New Orleans clarinetist Dr. Michael White met the South African trumpet legend Hugh Masekela in 1985. They sat in adjacent seats on a flight to New York from Finland after performances at the Pori Jazz Festival. Masekela lived in New York for decades during South Africa’s regime of apartheid and in those painful, if prolific, years he gained an international following. White was just starting to make his mark with New Orleans style.

“It was a long plane ride,” recalls White. “When I said I was from New Orleans he got excited and started talking about Louis Armstrong and the big impact he had on his life and career.”

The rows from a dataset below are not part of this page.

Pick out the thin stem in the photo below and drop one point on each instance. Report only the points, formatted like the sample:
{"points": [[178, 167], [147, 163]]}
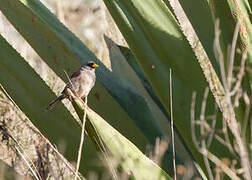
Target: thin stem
{"points": [[202, 134], [81, 141], [232, 55], [172, 130]]}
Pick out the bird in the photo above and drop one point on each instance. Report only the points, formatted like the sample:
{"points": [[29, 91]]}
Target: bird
{"points": [[81, 82]]}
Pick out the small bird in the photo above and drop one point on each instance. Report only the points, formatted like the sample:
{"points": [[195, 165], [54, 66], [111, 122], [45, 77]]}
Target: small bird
{"points": [[81, 82]]}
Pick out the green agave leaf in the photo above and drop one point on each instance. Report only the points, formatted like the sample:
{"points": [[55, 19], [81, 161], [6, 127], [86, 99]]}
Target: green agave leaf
{"points": [[122, 70], [155, 38], [30, 93], [66, 47], [36, 20], [130, 158]]}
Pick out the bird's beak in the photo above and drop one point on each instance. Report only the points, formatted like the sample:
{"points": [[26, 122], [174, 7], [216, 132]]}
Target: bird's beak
{"points": [[95, 65]]}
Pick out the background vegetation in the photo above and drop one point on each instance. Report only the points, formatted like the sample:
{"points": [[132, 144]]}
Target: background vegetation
{"points": [[207, 44]]}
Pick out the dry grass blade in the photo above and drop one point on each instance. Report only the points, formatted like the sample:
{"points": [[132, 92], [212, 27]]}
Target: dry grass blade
{"points": [[221, 94], [172, 130], [81, 141]]}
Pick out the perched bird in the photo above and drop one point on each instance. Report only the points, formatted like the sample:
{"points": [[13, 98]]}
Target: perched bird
{"points": [[81, 82]]}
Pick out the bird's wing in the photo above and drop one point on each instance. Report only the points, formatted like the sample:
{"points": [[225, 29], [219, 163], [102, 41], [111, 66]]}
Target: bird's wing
{"points": [[77, 73]]}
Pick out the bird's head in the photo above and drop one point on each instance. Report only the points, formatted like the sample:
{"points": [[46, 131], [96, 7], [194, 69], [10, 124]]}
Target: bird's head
{"points": [[90, 65]]}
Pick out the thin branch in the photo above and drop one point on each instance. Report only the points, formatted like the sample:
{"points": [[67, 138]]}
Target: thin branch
{"points": [[246, 115], [81, 141], [240, 74], [232, 55], [194, 139], [172, 129], [211, 135], [202, 133], [229, 172]]}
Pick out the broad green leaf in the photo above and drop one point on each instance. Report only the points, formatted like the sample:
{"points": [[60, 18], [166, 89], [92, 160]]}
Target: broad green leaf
{"points": [[30, 94], [129, 157], [155, 38], [64, 56]]}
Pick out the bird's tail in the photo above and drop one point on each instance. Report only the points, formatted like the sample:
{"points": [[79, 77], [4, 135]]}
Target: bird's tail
{"points": [[54, 102]]}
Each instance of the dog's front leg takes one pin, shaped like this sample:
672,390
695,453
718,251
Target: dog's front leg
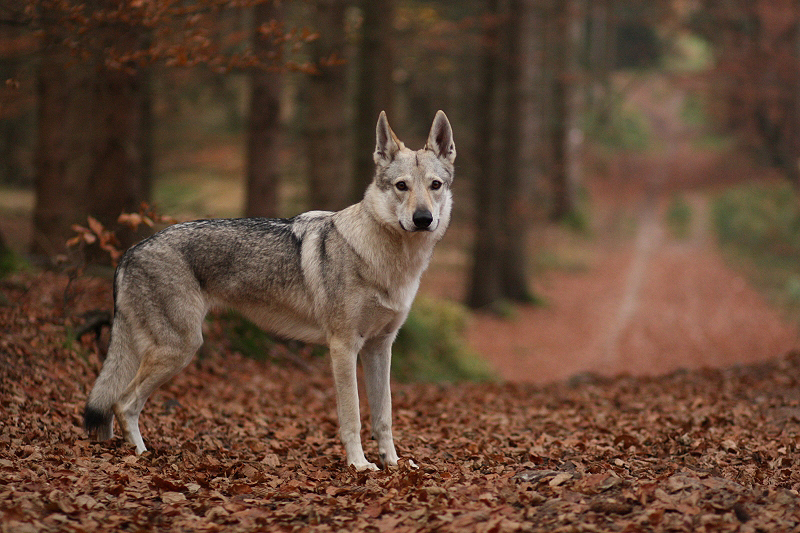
376,358
344,356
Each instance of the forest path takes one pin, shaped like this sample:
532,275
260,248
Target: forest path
638,299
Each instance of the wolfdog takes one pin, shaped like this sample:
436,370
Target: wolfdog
346,279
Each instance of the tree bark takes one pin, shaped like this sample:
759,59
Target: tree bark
485,279
523,134
63,155
565,133
91,154
375,87
264,128
326,128
118,180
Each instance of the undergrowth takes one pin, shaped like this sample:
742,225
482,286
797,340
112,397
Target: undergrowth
759,226
431,347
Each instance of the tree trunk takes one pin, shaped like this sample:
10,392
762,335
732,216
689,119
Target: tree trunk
326,128
65,134
485,279
118,180
91,154
375,87
565,136
264,128
523,133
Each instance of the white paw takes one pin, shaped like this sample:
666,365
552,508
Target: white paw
366,465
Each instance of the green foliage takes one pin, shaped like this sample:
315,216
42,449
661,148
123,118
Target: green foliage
679,217
759,225
430,346
689,53
619,128
760,219
10,262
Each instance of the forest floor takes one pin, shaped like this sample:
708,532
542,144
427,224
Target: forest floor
657,391
635,297
241,445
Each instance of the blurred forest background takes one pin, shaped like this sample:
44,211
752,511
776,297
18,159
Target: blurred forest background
591,136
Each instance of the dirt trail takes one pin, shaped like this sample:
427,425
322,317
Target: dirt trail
648,303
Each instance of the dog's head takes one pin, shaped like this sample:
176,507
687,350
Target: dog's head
414,186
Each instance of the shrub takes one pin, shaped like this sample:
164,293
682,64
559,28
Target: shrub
430,346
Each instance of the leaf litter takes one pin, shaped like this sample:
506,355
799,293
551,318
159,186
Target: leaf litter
241,445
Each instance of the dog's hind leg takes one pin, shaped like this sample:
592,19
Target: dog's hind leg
344,357
376,360
159,364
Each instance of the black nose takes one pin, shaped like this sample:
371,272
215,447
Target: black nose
422,218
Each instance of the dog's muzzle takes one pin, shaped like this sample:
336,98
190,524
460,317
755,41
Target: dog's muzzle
422,219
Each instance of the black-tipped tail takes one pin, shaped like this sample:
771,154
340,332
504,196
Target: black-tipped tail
96,421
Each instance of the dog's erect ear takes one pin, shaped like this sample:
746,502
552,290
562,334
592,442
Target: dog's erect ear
387,144
440,139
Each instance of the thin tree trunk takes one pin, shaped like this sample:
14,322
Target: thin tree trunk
264,128
522,137
117,181
65,137
485,278
375,87
326,129
563,189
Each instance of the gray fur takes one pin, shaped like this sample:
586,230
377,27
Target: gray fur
346,279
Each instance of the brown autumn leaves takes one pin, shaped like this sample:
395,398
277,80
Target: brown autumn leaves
238,445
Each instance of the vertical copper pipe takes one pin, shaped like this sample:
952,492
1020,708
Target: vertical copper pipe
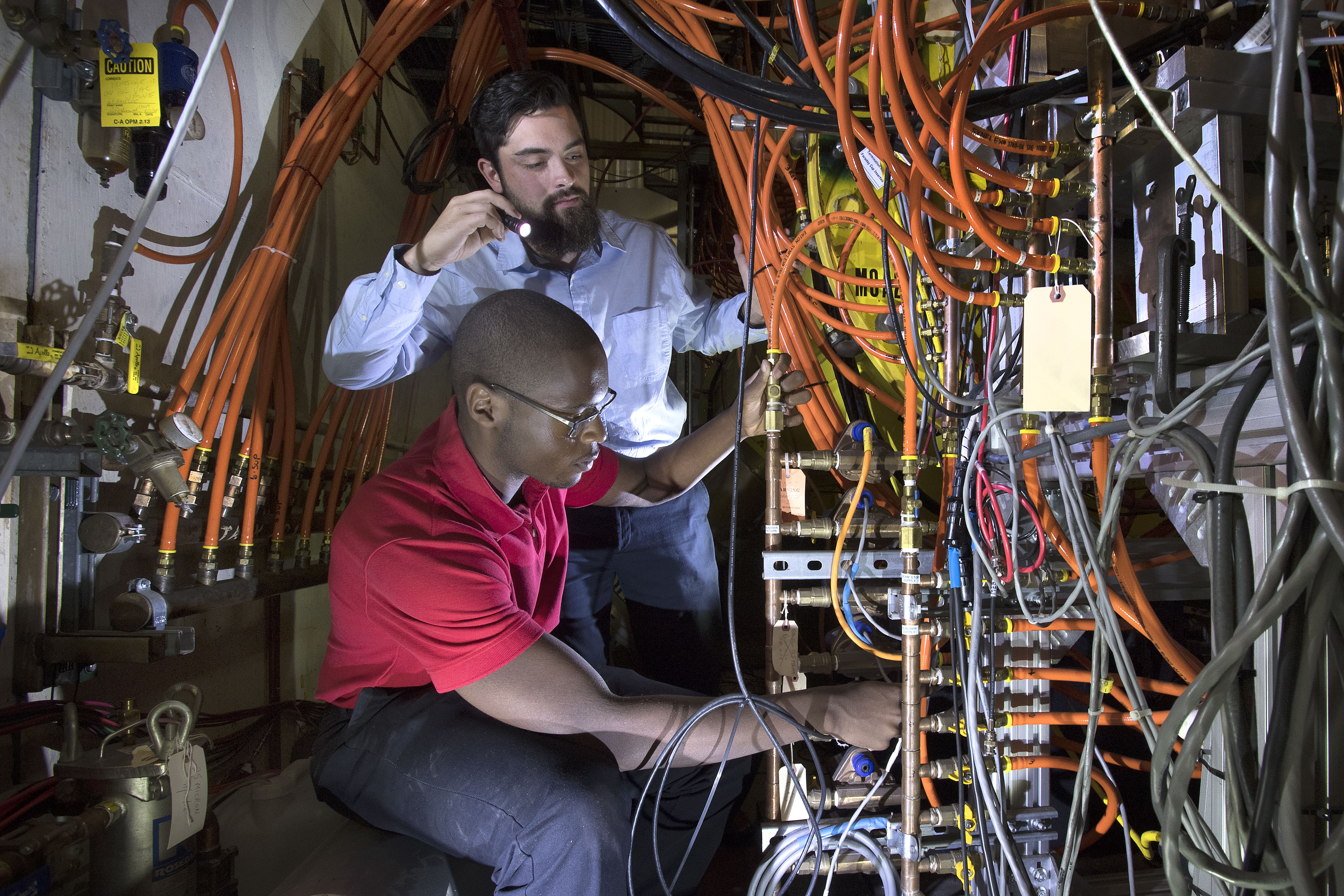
1038,128
1099,97
912,785
773,594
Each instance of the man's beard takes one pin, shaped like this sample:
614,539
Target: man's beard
561,232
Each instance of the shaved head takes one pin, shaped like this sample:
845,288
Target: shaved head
511,339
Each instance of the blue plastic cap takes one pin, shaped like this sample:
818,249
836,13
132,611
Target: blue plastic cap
858,428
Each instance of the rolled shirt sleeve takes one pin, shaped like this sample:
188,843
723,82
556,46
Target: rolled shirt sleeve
381,332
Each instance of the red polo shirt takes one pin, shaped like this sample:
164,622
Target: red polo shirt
435,580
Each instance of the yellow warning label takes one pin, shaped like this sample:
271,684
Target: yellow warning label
40,352
134,367
124,334
131,89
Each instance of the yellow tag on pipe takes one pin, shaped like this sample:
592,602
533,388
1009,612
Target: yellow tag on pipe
124,332
134,367
40,352
131,89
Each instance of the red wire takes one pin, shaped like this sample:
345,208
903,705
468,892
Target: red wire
43,789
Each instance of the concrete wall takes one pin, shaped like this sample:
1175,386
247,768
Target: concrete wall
351,229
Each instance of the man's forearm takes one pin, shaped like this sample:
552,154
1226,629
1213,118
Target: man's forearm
674,469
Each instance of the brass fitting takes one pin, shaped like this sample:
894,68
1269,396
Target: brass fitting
197,482
1101,393
945,770
944,722
166,573
1074,265
276,559
208,572
1077,189
245,569
234,485
773,406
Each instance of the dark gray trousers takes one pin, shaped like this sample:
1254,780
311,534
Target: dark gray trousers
552,815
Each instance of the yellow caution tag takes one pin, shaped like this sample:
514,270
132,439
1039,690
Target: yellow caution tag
124,334
40,352
134,367
131,89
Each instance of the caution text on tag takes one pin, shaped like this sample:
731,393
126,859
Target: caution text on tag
131,91
40,352
134,367
190,791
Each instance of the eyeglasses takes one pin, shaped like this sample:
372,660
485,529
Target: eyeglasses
576,422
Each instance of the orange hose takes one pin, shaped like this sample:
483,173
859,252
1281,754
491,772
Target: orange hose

As the years passed, White kept seeing Masekela on concert tours; they kept talking about Armstrong. “When I became a consultant for Economy Hall Jazz Tent [at The New Orleans Jazz & Heritage Festival] I asked Hugh if he was interested in doing an Armstrong tribute concert. He said yes.” White paused. “That was about ten years ago. He has a very busy schedule.”

Tribute to Satchmo
Masekela’s huge hit, “Grazing in the Grass,” has become a standard in the Treme Brass Band repertoire and for school bands in Carnival parades for years. Masekela was 14 years old in South Africa when an activist Anglican priest gave him a trumpet and organized a youth band. In 1953, on a trip to America, Father Trevor Huddleston met Armstrong and told him about the band. Armstrong gave Huddleston a trumpet for the band. Masekela never forgot the gesture, nor Huddleston, who was subsequently exiled for opposing apartheid.

“I think anybody from the 20th century, up to now, has to be aware that if it wasn’t for Louis Armstrong, we’d all be wearing powdered wigs,” Masekela once said. “Before Louis Armstrong, the world was definitely square, just like Christopher Columbus thought.” Masekela returned to South Africa when Nelson Mandela, freed after 37 years in prison, was elected president in 1991.

 On Thursday May 4, Masekela, 78, and White, 63, will finally unite for a Louis Armstrong tribute at Jazz Fest. White: “I think we’ll do a couple of songs from Armstrong’s early period in the 1920s and in those pieces, my style on clarinet will be more in the vein of Johnny Dodds,” the New Orleans clarinetist who moved to Chicago when Armstrong did, and played on the Hot 5 recordings with Armstrong in 1926. Dodds had a muscular tone with rich blues harmonies to complement Armstrong’s soaring melodic range on trumpet.

 “He used several clarinet players over the years until the All Stars became his touring band. I hear that fire and creativity in the early Hot 5 and Hot 7 recordings. His greatest period of visibility and success came many years later with the All Stars. The music was lighter and more commercial. I was telling my [Xavier University] students the other day that in the 1950s Armstrong was one of the most famous Americans and probably the most famous black man on earth. Who was a more famous African-American then? He toured Africa and was treated like a king.”

 In 1960, the year Masekela moved to New York, Armstrong did a four-month State Department tour of African countries. CBS newsman Edward E. Murrow traveled with him for a documentary, The Saga of Satchmo. The iconic image of that trip is Armstrong lifting his trumpet with the pyramids of Egypt behind him.

In mid-March, White sent Masekela a list of 50 songs from the Armstrong repertoire in different periods of his half-century career.  The band will include Leon Brown on trumpet, David Harris on trombone, Don Vappie on banjo, Rickie Monie on piano, and Kerry Lewis on standup bass. “I’m very excited that this is finally coming to fruition,” said White.
 


Show time

“A Salute to Louis Armstrong featuring Hugh Masekela and Dr. Michael White,” Thursday, May 4, 4:15 to 5:30 p.m., on the People’s Health stage at the 2017 New Orleans Jazz & Heritage Festival.